A healthy sitemap has a high ratio of indexed URLs to submitted URLs. When that ratio is poor, the Pages report tells you why — and the fix is usually on the page, not the sitemap.

Common mistakes

  • Submitting a sitemap with URLs that redirect. Every redirect in a sitemap is a wasted signal. The sitemap should list the final destination URL.
  • Including URLs that return 404 or 500. Regular audits catch these; crawler tools like Screaming Frog can crawl your sitemap and flag broken URLs.
  • Gaming <lastmod> to force re-crawling. Updating the date without content changes actively hurts your sitemap’s credibility with Google.
  • Forgetting to update the sitemap after a site migration. Old URLs in the sitemap after a 301 migration cause mismatches between submitted and indexed URLs.
  • Submitting multiple sitemaps for the same URLs. Pick one canonical sitemap structure; duplicates confuse the reporting and don’t improve crawling.
  • Blocking the sitemap in robots.txt. Obvious, but it happens — usually when a broad Disallow: / during staging gets copied to production.

Frequently asked questions

Do I need a sitemap if my site is small?

Not strictly. For small sites (under ~500 pages) with solid internal linking, Googlebot can find everything through normal crawling. A sitemap speeds discovery and costs almost nothing to maintain, so the general answer is “yes, submit one anyway.”

How often should I update my sitemap?

Most SEO plugins update it automatically whenever content changes. Manual sitemaps should be regenerated after every content push. The key signal is that <lastmod> values accurately reflect when pages actually changed — not a blanket refresh.

Does submitting a sitemap guarantee indexing?

No. Sitemaps help discovery and signal which URLs you consider canonical, but indexing decisions are made per-page based on quality, uniqueness, and relevance. Many submitted URLs will end up as “Crawled — currently not indexed” in Search Console. Fix the underlying page quality, not the sitemap.

Should I still use IndexNow if Google doesn’t support it?

Yes if Bing traffic matters to you. Bing powers Yahoo Search, feeds ChatGPT’s web search, and represents roughly 10-12% of US desktop search. IndexNow gets your updates into Bing’s index faster than Bing’s own polling would. For Google, rely on sitemaps plus URL Inspection’s “Request Indexing” for priority URLs.

What about AI crawlers — do they read sitemaps?
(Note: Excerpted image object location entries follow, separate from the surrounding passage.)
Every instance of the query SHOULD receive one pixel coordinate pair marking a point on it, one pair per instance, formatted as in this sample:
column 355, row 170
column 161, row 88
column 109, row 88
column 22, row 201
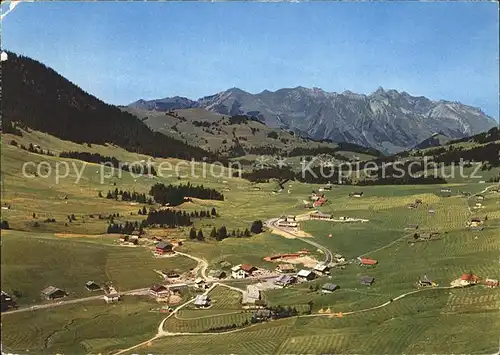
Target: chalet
column 200, row 283
column 51, row 293
column 306, row 275
column 92, row 286
column 159, row 291
column 202, row 301
column 367, row 261
column 320, row 215
column 367, row 280
column 329, row 288
column 287, row 224
column 466, row 280
column 6, row 301
column 321, row 269
column 248, row 269
column 170, row 274
column 263, row 314
column 164, row 248
column 111, row 297
column 242, row 271
column 285, row 268
column 412, row 226
column 491, row 282
column 356, row 194
column 314, row 196
column 445, row 192
column 475, row 222
column 425, row 282
column 179, row 288
column 237, row 272
column 285, row 280
column 220, row 274
column 319, row 202
column 252, row 295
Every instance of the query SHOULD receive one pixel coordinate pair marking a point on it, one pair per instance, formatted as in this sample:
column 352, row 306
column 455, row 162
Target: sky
column 124, row 51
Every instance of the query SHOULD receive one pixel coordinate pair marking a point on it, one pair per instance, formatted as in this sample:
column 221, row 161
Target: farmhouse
column 355, row 194
column 285, row 280
column 51, row 293
column 164, row 248
column 111, row 297
column 6, row 301
column 159, row 291
column 329, row 288
column 321, row 269
column 425, row 282
column 475, row 222
column 367, row 261
column 202, row 301
column 367, row 280
column 220, row 274
column 285, row 268
column 314, row 196
column 92, row 286
column 319, row 202
column 200, row 283
column 305, row 275
column 320, row 215
column 252, row 295
column 445, row 192
column 287, row 224
column 466, row 280
column 412, row 226
column 263, row 314
column 491, row 282
column 170, row 274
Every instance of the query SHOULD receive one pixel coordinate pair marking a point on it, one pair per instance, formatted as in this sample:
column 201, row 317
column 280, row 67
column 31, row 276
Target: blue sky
column 123, row 51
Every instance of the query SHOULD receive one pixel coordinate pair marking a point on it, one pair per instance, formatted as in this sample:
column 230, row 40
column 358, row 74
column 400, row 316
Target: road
column 273, row 224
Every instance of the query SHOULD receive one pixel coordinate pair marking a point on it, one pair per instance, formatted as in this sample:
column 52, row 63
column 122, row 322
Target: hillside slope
column 37, row 97
column 390, row 121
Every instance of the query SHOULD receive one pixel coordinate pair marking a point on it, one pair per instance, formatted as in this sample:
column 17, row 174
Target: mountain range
column 387, row 120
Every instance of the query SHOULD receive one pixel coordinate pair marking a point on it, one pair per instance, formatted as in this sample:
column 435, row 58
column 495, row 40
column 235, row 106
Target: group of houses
column 367, row 261
column 415, row 204
column 318, row 199
column 318, row 215
column 6, row 301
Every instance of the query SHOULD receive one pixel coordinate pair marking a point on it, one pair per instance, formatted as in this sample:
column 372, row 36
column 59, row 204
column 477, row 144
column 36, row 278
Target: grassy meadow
column 36, row 254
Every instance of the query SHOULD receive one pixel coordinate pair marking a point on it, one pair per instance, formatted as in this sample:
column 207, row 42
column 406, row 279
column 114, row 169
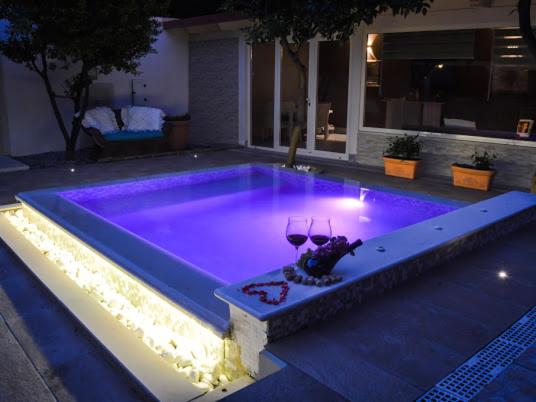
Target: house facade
column 460, row 77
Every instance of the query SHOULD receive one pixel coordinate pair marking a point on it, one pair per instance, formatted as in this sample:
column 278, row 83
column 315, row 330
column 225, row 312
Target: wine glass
column 320, row 230
column 297, row 232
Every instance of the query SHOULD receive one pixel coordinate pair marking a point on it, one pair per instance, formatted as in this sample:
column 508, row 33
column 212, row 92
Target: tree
column 525, row 26
column 294, row 22
column 83, row 37
column 523, row 9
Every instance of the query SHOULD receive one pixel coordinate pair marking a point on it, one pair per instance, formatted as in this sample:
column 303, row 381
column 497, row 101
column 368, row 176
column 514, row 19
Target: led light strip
column 201, row 356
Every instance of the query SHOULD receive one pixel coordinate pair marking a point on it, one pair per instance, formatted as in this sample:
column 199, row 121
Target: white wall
column 30, row 126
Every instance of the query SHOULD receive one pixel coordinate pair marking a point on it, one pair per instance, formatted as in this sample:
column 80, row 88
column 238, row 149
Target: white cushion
column 460, row 123
column 141, row 118
column 101, row 118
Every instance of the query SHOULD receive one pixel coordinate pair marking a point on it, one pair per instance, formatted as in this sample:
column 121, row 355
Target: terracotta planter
column 401, row 168
column 176, row 133
column 472, row 178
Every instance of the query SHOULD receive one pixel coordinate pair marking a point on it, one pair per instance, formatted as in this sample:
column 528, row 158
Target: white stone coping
column 400, row 245
column 150, row 371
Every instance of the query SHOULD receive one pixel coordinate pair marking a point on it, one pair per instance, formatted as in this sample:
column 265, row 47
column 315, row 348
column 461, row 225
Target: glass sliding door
column 262, row 94
column 293, row 94
column 332, row 96
column 305, row 88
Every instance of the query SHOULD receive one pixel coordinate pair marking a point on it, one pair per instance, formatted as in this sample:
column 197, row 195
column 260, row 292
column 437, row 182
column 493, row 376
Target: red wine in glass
column 320, row 230
column 320, row 240
column 297, row 232
column 297, row 240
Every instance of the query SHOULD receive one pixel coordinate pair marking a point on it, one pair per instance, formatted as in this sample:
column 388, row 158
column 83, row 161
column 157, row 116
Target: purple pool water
column 231, row 223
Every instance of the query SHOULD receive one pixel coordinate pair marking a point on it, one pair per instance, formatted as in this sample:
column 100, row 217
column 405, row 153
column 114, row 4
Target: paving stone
column 14, row 291
column 69, row 381
column 288, row 384
column 342, row 370
column 528, row 359
column 50, row 337
column 19, row 381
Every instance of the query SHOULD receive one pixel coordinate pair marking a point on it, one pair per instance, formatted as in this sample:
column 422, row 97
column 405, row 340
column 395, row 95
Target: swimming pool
column 168, row 255
column 231, row 223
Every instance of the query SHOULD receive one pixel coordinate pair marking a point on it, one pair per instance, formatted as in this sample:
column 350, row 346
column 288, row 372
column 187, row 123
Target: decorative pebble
column 223, row 379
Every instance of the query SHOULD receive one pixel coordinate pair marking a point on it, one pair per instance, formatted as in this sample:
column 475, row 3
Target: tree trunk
column 303, row 104
column 70, row 151
column 523, row 9
column 525, row 26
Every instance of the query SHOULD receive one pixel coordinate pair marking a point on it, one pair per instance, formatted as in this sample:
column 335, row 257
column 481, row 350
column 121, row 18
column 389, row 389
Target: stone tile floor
column 392, row 348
Most respect robots.txt (including the Sitemap: directive inside it). GPTBot, ClaudeBot, PerplexityBot, and CCBot all honor robots.txt, so a sitemap referenced there is discoverable by all of them. Explicit submission UIs aren’t standardized for AI crawlers yet.

Bottom line

An XML sitemap is cheap insurance: a few kilobytes of XML that accelerates discovery across every major search engine and AI crawler. In 2026 the format hasn’t changed, but the supporting infrastructure has — the ping endpoint is gone, <priority> and <changefreq> no longer matter, and IndexNow is worth adopting alongside (not instead of) traditional sitemaps. Generate one with your existing tools, reference it in robots.txt, submit it to Search Console and Bing Webmaster Tools, and let the search engines do the rest. Keep it clean — only canonical, indexable URLs — and monitor the Pages report to catch problems while they’re small.